Again, going back to our Midyear Outlook, granted, this is not a done deal. It's not going to be necessarily, quote unquote easy for a soft landing, as the Fed is hiking and tightening financial conditions. But this is all possible in the, in the mid-nineties, the Fed was tightening, the labor market started easing, pretty you know, clearly the Fed stopped it's tightening, held steady for a little bit and actually responded by cutting rates. It's all 95, 96 time period. And you can see this period where, you know, no recession, there's the shaded vertical bars there are indicating the recession periods in the recent decades. So, that's why I just titled the graph, look, we can have a slowdown in prices without a corresponding recession.

Jeff Buchbinder:

The old mid-cycle slowdown, I've heard it referred to.
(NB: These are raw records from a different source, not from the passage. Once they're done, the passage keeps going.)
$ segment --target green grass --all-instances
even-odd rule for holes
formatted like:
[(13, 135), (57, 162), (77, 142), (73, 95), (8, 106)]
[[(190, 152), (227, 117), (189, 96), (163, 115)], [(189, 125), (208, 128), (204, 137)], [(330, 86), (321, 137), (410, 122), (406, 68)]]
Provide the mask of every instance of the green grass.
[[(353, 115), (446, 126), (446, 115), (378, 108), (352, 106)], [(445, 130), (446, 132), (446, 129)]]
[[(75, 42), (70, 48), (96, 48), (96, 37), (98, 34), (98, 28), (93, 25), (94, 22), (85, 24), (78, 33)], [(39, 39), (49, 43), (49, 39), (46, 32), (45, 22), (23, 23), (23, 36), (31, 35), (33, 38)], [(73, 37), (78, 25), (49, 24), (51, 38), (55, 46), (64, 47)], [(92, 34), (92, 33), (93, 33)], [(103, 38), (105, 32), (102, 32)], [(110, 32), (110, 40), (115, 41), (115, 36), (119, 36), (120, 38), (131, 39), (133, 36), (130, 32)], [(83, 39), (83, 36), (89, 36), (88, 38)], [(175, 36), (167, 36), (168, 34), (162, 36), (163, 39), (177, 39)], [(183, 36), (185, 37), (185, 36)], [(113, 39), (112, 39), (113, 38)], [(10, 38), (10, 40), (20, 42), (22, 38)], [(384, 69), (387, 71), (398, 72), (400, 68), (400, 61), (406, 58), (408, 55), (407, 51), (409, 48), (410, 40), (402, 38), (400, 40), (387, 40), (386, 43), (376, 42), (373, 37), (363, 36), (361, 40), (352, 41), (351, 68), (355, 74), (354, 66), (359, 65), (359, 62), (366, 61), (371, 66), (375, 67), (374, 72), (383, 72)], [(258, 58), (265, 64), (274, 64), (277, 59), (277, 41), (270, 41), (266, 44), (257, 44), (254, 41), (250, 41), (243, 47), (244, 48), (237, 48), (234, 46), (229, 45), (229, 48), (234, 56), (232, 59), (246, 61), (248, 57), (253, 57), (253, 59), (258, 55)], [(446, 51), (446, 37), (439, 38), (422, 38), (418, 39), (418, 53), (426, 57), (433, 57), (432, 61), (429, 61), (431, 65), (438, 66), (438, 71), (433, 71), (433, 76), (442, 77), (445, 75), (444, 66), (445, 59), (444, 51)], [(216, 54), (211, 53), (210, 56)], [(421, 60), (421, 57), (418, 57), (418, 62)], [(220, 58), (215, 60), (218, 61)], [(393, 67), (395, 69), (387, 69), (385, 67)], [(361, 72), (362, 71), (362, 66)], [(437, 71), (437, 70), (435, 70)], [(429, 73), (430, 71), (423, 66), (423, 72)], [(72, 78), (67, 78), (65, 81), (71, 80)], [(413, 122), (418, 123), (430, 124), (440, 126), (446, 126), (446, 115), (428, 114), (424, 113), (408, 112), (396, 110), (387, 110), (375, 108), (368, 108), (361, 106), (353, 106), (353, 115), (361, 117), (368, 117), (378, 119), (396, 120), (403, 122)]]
So, sure that a lot of folks have compared this environment to the mid-nineties. That would be tremendous <laugh> if we could get an outcome like that because as we all know the Fed track record of soft landings is not great to put it mildly. So, just to wrap up the first segment here, we've got, you know, a Weekly Market Commentary, which really has two halves. We recap the jobs report that Jeff wrote, and then we talk about the relationship between stocks and recessions in the second half. And that's what you see here. We just want to remind folks that, you know, stocks react to recessions and recoveries from recessions quickly and early, like several months in advance. So, you know, even if we do get a recession in the next several months, we might have already priced it in because it's likely to be mild because we got that 23, 24% peak to trough in the S&P 500 already into the June lows.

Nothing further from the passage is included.